Erdi kaşlarını çattı gülerek, “Leyla’m, iyi misin?”

“Sana da sıcak gelmedi mi biraz?” dedi derin bir nefes verip, gömleğini havalandırırken.
Erdi Cem’e çevirdi çaktırmadan bakışlarını, Cem rahat olmasını işaret edince “Yok, yani hatta serin bile,” diye geveledi. Allah aşkına nasıl rahat olacaktı?

“Hımm, Allah Allah teninin sıcaklığı mı şey etti acaba bende?”
“Evet... Yani o... Odur belki,” derken tişörtünü çekiştirdi, bu iyi değildi, bu hiç iyi olmamıştı. Bu kız ne yaptığını sanıyordu? Erdi sağlıklı bir erkekti, böyle şeyler kalabalık ortamda tehlikeliydi. Üstüne de Leyla dudaklarını yalayınca Erdi son nefesini verecekti. -Yapma onu yapma, o kırmızı kart sebebi!

“Çok hem de... Acaba bedenlerimizden mi bu ateş?”
Erdi yutkunarak kızdan birden uzaklaştı. “Yok o mangaldandır. Kuzey harlıyor ya, bu tarafa bu tarafa vuruyor sıcaklığı!” dedi derin bir nefes alıp vererek. Uzaklaşmasaydı sülale falan dinlemez öperdi, sonra da kız elinden kaçardı.
Leyla’nın suratı asıldı, “İyi. Mangalında kül ol Erdi!” sonra giderken de kendi kendine homurdandı, “Vurur yüze mangalın ateşi, odun olup o ateşte yan bitanesi!”
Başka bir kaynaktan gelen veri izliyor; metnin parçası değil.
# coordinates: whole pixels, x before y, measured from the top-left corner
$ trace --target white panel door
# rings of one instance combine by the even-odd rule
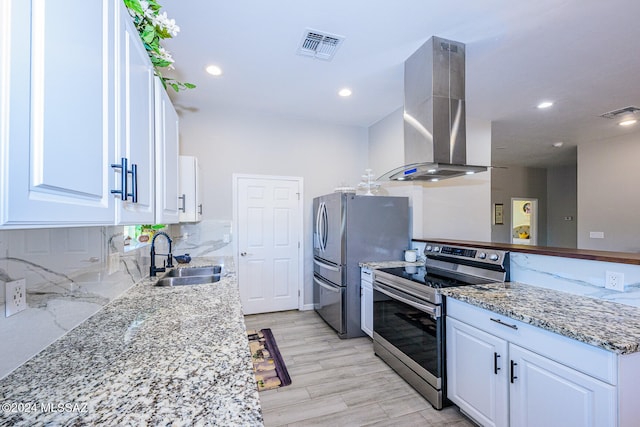
[[[200,166],[198,158],[180,156],[179,162],[180,222],[198,222],[202,219],[202,198],[200,185]]]
[[[159,78],[155,79],[156,223],[178,218],[179,119]]]
[[[447,318],[447,397],[483,426],[509,425],[507,342]]]
[[[155,218],[154,197],[154,74],[149,55],[124,5],[118,13],[120,60],[116,91],[117,151],[114,163],[128,159],[126,201],[117,199],[117,224],[148,224]],[[135,185],[134,185],[135,184]]]
[[[10,126],[0,141],[0,223],[113,223],[115,3],[85,2],[73,22],[77,1],[2,4],[3,13],[10,4],[11,27],[3,28]]]
[[[245,314],[298,308],[300,182],[239,178],[238,285]]]
[[[574,369],[509,345],[513,366],[511,426],[616,426],[616,388]]]

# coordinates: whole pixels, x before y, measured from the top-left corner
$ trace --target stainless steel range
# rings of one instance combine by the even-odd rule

Ecrin’le Bade’nin yanına döndü yeniden, etkileyememişti işte. “Yok bu olmadı. Mangal daha ateşli geldi arkadaşa. Odun ya! Kütük! Çıra hatta!”
“Hımm... Belki etraf kalabalık diye şey edememiştir. Bence sen ne yap ne et tek kalmaya bak ve tüm dişiliğini kullan. Artık Allah ne verdiyse...”

“Ecrin teyze sorun o, Allah vermemiş bana bir şey. Yok yapamıyorum işve cilve. Olsa hoyratça kullanacağım zaten, çılgınca dalacağım. Ama yok.”
Ecrin biraz düşündü, “Baban burada olsaydı, iyiydi. Baba evi libidoyu tavan yapıyor biliyor musun? Neyse, elimizde ne var ona bakalım.”

“Bir adet etkilenmeyen adam ve etkisiz eleman ben.”
“Tamam, buldum.” Leyla’nın gözleri parladı, “Not al ders 2: Temas. Cem’i en çok ufak temaslarım baştan çıkarır.”
Bade yüzünü buruşturdu, “Anne sen nefes alsan bile babam baştan çıkıyor yani, kusura bakma da...”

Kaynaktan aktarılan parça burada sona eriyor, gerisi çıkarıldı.